Problem 3: Is $\tau_3 \cong \tau_4$?
Note for beginners: Do not assume facts about $\mathbb{R}$ based on the standard Euclidean topology. These are different topologies, and so they may behave differently on otherwise familiar sets-- for example, $(a,b)$ and $[a,b]$ are non-homeomorphic interval types in the Euclidean topology, but you can't use that here. Work from the definition of Homeomorphism.
Citation: S. Morris, "Topology without Tears", problem 4.3.7 i, ii, iii
$|\tau_1| \neq |\tau_3|$ while a homeomorphism induces a bijection of topologies.
Let $f_1$ be a bijection between $(-1,1)$ and $[-1,1]$ (standard set theory).
We can extend this to a bijection $f_2$ between $(-2,2)$ and $[-2,2]$ (both difference sets are also equinumerous).

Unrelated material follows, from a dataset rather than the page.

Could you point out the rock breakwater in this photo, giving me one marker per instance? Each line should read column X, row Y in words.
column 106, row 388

So continuing this way, we get a sequence of extensions that are bijections between $(-n,n)$ and $[-n,n]$. The union of these functions is then a bijection of the reals that for each $n$ obeys $f[(-n,n)] = [-n,n]$ (and so also $f^{-1}[-n,n]] = (-n,n)$) and so $f$ is both open and continuous. So $\tau_1 \simeq \tau_2$.

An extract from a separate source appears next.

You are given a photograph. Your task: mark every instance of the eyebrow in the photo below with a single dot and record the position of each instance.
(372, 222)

In $\tau_4$ the open sets have the property:
$$\exists U,V \in \tau_4: U \subsetneq V \land |V \setminus U| =2\tag{1}$$
While $\tau_3$ does not have the above property as it obeys the property
$$\forall U,V \in \tau_3: U \subsetneq V \implies |V \setminus U| \text{ is infinite}\tag{2}$$
So $\tau_3 \not \simeq \tau_4$:
If $f: (\mathbb{R}, \tau_4) \to (\mathbb{R}, \tau_3)$ would be a homeomorphism, then for $U,V$ as in $(1)$ we'd have $f[U] \subsetneq f[V]$, both would be open and $f[V \setminus U] = f[V] \setminus f[U]$ would contradict $(2)$.